Summary
Key Points:
- Cybercriminals are executing a dual-malware campaign exploiting India's tax filing season, utilizing phishing emails that masquerade as communications from the Indian Tax Department to deliver two remote access trojans (RATs).
- The attack impacts users who download malicious files disguised as legitimate tax utilities, leading to persistent access via Gh0st RAT and a .NET-based implant from the QuasarRAT/AsyncRAT family.
- Recommended actions include implementing behavioral detection mechanisms, monitoring for DLL sideloading, unexpected service creation, and in-memory execution activities, rather than relying solely on traditional EDR signatures.

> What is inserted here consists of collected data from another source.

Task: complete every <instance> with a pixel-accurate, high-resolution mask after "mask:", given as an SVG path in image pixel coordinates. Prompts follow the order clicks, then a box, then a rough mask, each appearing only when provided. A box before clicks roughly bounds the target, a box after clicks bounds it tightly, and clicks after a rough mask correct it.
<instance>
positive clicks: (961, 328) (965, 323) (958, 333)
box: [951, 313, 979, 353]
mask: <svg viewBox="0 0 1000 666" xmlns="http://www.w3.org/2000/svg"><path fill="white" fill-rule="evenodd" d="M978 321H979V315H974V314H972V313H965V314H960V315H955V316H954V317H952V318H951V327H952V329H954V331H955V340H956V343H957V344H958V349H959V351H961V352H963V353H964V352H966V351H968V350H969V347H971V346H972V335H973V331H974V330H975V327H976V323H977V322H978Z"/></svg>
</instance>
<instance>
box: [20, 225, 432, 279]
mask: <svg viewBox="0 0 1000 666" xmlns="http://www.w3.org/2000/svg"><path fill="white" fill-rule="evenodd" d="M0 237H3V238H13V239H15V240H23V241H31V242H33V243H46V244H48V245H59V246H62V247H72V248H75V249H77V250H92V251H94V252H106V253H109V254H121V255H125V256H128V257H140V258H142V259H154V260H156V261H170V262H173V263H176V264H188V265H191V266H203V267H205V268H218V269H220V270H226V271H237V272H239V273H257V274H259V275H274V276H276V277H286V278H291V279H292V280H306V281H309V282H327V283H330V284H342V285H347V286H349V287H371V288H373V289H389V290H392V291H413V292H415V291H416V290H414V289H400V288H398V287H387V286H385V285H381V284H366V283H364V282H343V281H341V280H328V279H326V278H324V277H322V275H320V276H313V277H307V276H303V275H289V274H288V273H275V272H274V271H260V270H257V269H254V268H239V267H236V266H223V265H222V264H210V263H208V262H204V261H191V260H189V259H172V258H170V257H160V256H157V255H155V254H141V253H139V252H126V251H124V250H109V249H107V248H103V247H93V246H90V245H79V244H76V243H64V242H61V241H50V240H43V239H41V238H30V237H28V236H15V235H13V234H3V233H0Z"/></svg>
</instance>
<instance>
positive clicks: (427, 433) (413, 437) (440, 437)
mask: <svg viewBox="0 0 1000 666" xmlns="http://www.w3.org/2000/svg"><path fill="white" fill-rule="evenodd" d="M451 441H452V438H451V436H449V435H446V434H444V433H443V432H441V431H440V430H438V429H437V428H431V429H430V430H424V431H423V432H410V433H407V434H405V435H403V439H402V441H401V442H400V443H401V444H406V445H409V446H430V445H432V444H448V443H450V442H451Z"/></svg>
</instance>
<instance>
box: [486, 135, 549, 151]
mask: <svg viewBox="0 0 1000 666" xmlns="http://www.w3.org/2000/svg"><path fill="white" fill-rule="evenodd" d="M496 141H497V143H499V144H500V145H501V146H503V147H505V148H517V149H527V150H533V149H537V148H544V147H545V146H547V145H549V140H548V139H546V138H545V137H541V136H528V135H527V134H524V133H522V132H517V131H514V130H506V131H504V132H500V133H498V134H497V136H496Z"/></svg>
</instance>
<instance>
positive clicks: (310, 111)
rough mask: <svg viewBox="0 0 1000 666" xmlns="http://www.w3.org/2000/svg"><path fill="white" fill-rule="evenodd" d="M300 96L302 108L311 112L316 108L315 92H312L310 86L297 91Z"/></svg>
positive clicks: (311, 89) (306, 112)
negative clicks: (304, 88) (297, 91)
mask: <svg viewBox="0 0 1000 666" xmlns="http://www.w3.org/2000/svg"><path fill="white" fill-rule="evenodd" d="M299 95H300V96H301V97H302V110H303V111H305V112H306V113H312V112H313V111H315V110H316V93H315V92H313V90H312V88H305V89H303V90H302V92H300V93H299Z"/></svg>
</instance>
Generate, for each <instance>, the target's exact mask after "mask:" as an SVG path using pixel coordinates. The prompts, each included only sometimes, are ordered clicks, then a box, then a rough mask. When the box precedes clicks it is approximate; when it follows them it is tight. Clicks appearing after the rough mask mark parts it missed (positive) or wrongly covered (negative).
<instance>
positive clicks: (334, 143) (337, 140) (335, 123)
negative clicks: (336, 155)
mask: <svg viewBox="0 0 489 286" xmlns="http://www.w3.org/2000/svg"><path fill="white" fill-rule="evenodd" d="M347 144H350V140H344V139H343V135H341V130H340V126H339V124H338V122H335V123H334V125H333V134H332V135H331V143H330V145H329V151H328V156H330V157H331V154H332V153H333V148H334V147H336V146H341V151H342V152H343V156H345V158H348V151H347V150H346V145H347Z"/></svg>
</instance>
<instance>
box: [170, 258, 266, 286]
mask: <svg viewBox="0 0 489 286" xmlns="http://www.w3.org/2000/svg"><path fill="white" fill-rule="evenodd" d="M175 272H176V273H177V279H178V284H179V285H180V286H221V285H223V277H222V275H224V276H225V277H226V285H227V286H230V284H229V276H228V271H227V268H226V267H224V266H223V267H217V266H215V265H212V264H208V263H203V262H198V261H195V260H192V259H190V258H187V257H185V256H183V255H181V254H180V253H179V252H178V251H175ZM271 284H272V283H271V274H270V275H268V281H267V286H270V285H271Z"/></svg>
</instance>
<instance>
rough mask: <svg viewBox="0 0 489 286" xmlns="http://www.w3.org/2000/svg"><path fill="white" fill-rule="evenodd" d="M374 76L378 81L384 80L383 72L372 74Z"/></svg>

Technical Details: The malware campaign employs techniques such as DLL side-loading and process injection to evade detection while leveraging legitimate Windows binaries. The use of two distinct RAT families enhances operational resilience against detection efforts.
MITRE ATT&CK Techniques:
- T1566 - Phishing (Initial Access)
- T1071.001 - Application Layer Protocol: Web Protocols (Command and Control)
- T1203 - User Execution (Execution)
- T1055.001 - Process Injection: Dynamic-link Library Injection (Execution)
- T1547.001 - Boot or Logon Autostart Execution: Registry Run Keys (Persistence)
IOCs Mentioned:
- Malicious file names, C2 infrastructure domains, file hashes associated with both RAT families were disclosed in the report. Specific IOCs were not detailed in the summary provided.